Thatcher area is made up from a series of small communities that were started at the lower end of the valley originally known as Gentile Valley. This area includes parts of Franklin and Caribou counties. Those early hamlets were known as Mound Valley, Perry, Cleveland, Rose Hill, Cove and others. The settlers were hard and determined, they raised large families and shared the good and bad times with their neighbors. They helped build homes, barns, churches and schools. More than one road was improved from dirt trail to gravel to asphalt to better serve them in their journeys to market, churches, schools and civic events.
They persisted and taught their children the values they believe in. This led to multi-generations of families throughout this area. In time it was necessary to consolidate churches and schools from one room arrangements to facilities that would accommodate better education and religious needs. This was viewed as progress and was accepted with pride in the betterment for their families.

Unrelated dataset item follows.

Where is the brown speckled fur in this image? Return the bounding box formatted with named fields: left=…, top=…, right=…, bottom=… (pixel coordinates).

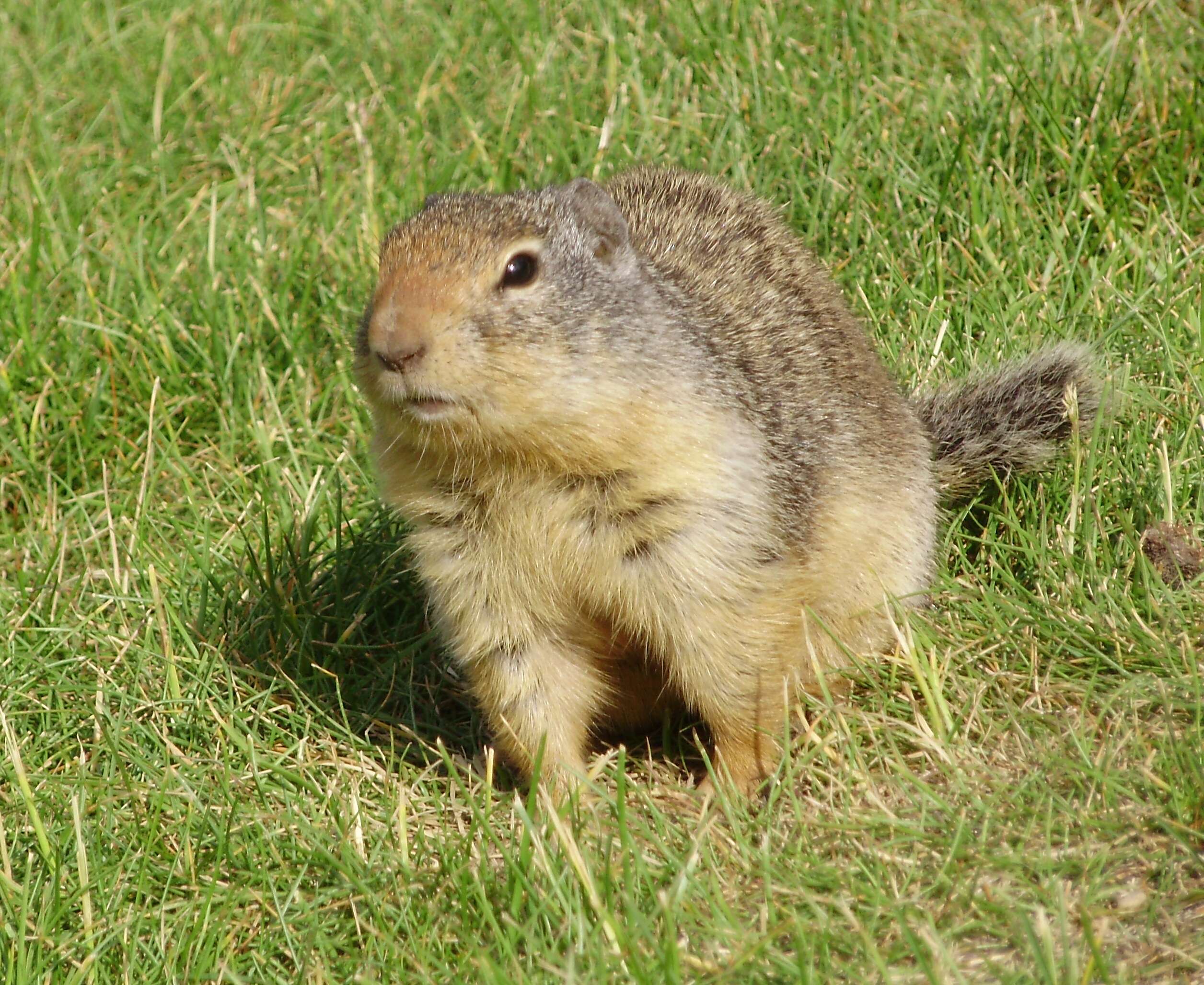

Eventually this led to the formation and construction of the Central High School located in Thatcher. In 1934, the name was changed to Thatcher High School, until 1944, when due to a consolidation with Grace High School, it became known as Thatcher Elementary School. This facility has not only served the Thatcher area, but students bussed from the Grace area.
Many other changes have happened over the years, mainly due to aged church buildings. The Mound Valley, Cleveland and Thatcher buildings were demolished and those congregations were all consolidated into one Thatcher Ward, which now meets in the Williams Ward Building located in Niter. The Cleveland store and the Thatcher stores were either lost to fires or demolition. Another casualty was the post office which is now housed in a private home. The only remaining civic facility is the Thatcher Elementary School. Slowly time takes its toll on this community and its meeting places. How soon will Thatcher become as the dust of the times past?
What needs to be done? Recently the school board facilitated a bond election that consolidated the last Thatcher facility into the new Grace Elementary School building. Note that this building also replaces an aging elementary facility in Grace. Both the Thatcher and Grace buildings have served over the years with distinction and pride in educating their students. The word is that these buildings had outgrown their usefulness and some were concerned that the buildings were unsafe.
Back to Thatcher: if this building is demolished it means the end to the identity of those who have lived, those who now live and those who will come to live in a beautiful part of our valley. Where do these fine people meet, use library facilities, use recreational facilities, to name a few functions? How do they further their heritage without a civic facility? To replace this building today is beyond any imagination due to the costs especially from a community stretched far at this time.
Let us address some options that the school district has at their disposal: One is to donate the facility to a nonprofit organization run and sustained by the local population. This would require an all-out effort by the community to make it work. What is the upside? Community pride and belonging. How about the down side? Working together as those from a hundred plus years ago to have and keep something of their own. Digging deep and sacrificing to make it happen. Imagine the stories that would be told of their efforts to their grandchildren, just the same today from those multi-generation families.
Two is to let the board advertise the sale to the highest bidder who, if accepted, would do as they will accordingly to their needs. The risk is that the building would not be available as mentioned above.
So this is the dilemma! How do you citizens of Thatcher see yourselves in five years, 10 years, however far down the road that you can see or imagine? Remember that the school board represents the patrons — let them know how you feel at this time.